The result of an industrial partnership announced in September 2022, the so-called Agile Tanker would support operations from dispersed and potentially austere landing strips – such as those found on islands throughout the Asia-Pacific region. Under the ACE construct, combat assets and personnel will remain mobile and capable of rapid relocation, protecting them against the threat of long-range missiles.
“We believe we will add additional capabilities to the US Air Force, by having more tactical tankers in a strategic position,” Embraer Defense & Security chief executive Bosco da Costa Junior said ahead of the Paris air show in June. The airframer has so far delivered six KC-390s to the Brazilian air force from a 19-unit order, and has won deals to supply two examples to Hungary and five each to the Netherlands and Portugal.
DEVELOPMENT PATH
“We are going to do demonstrations with the US Air Force initially with the existing hose and drogue [under-wing pod] solution, but we are working on a boom capability [in order] for that aircraft to be compatible with US Air Force expectations,” Tara Martin, L3Harris’s senior director, business development, told FlightGlobal at the Royal International Air Tattoo in the UK on 15 July. “It’s important that the air force sees this aircraft and its capability first,” she adds.
“The KC-390 is able to operate on much shorter runways than current US tankers, and unimproved runways,” Martin says. “It gives you a lot more basing options, particularly as you look in the Indo-Pacific theatre and the island chains out there.” This means the International Aero Engines V2500-powered type can “be closer to the potential action, as well as less predictable”, she notes.
Images released by the companies depict the Agile Tanker as equipped with a lightweight refuelling boom installed beneath its aft fuselage, just forward of the rear cargo ramp.
While a boom development marks a new technology activity for L3Harris, Martin notes: “We look to be a trusted disrupter in the industry. We do a lot of very challenging projects. We have very strong aero and structural engineering [skills].”
Other enhancements are to include US-specific systems and “resilient communications supporting JADC2 [joint all domain command and control] requirements”, L3Harris says.
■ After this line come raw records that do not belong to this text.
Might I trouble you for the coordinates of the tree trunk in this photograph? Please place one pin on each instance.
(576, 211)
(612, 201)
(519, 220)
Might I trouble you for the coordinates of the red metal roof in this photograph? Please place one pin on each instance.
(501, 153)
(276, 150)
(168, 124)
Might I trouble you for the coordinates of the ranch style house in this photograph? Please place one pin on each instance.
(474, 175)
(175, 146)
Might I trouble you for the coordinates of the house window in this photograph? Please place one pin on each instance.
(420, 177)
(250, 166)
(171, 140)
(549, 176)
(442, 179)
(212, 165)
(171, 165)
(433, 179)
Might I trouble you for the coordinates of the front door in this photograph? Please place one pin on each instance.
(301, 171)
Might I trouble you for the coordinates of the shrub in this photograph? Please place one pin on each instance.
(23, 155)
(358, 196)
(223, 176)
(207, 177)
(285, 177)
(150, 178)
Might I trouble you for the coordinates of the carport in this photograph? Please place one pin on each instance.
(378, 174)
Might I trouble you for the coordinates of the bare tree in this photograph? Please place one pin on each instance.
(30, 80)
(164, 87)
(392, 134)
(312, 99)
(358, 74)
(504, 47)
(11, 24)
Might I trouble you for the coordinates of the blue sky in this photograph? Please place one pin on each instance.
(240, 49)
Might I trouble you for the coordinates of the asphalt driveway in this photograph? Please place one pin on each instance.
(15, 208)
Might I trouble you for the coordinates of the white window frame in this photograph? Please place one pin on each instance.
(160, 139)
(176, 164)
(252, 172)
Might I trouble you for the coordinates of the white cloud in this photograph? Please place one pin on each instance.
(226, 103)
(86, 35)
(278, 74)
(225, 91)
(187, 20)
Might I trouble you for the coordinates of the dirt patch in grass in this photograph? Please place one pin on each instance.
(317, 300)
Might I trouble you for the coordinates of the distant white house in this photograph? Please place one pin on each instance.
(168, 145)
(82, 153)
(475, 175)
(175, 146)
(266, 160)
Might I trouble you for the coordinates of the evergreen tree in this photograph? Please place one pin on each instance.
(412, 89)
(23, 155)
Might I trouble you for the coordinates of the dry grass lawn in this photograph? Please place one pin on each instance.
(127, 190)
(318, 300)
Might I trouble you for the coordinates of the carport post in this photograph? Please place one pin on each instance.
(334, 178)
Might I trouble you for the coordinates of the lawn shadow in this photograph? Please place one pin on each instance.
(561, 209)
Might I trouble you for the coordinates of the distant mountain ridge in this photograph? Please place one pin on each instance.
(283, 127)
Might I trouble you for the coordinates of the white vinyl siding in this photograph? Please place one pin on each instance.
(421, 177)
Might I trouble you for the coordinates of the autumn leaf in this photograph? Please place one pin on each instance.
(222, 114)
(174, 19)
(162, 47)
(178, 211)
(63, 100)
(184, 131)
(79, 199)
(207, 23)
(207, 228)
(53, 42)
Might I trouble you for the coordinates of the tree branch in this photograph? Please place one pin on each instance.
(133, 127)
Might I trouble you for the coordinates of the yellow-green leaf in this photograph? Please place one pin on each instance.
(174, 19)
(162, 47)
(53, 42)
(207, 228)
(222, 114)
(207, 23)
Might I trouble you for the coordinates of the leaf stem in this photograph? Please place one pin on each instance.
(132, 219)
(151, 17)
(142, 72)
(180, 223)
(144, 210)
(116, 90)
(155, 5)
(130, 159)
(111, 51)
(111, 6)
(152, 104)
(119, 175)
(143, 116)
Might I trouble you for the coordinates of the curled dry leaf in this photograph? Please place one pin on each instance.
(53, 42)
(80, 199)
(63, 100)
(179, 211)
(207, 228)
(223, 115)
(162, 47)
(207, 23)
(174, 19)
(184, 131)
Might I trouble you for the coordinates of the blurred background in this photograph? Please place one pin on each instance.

It would conduct aircraft modification and mission equipment installation work at its facility in Waco, Texas.
The USAF already operates Lockheed Martin C-130J-variant tactical transports as combat tankers, but she notes that the KC-390 was developed from the outset to perform both airlift and in-flight refuelling duties, and will have a greater fuel offload than a Hercules in Agile Tanker guise.
“It also from the start has been designed with interconnectivity with other platforms and an open architecture and connectivity,” Martin notes.
“By combining L3Harris’ experience as an aircraft missionisation prime with Embraer’s state-of-the-art KC-390 Millennium platform, both companies are ready to provide the next generation of tanker solutions for the Department of Defense and the US Air Force,” the US prime said when their collaboration was announced.
“Things are moving well, and we have the right partner,” Embraer chief executive Francisco Gomes Neto told FlightGlobal earlier this year. “If we succeed to sell a reasonable volume to the USAF, we would consider to do some assembly and production in the US, together with L3.”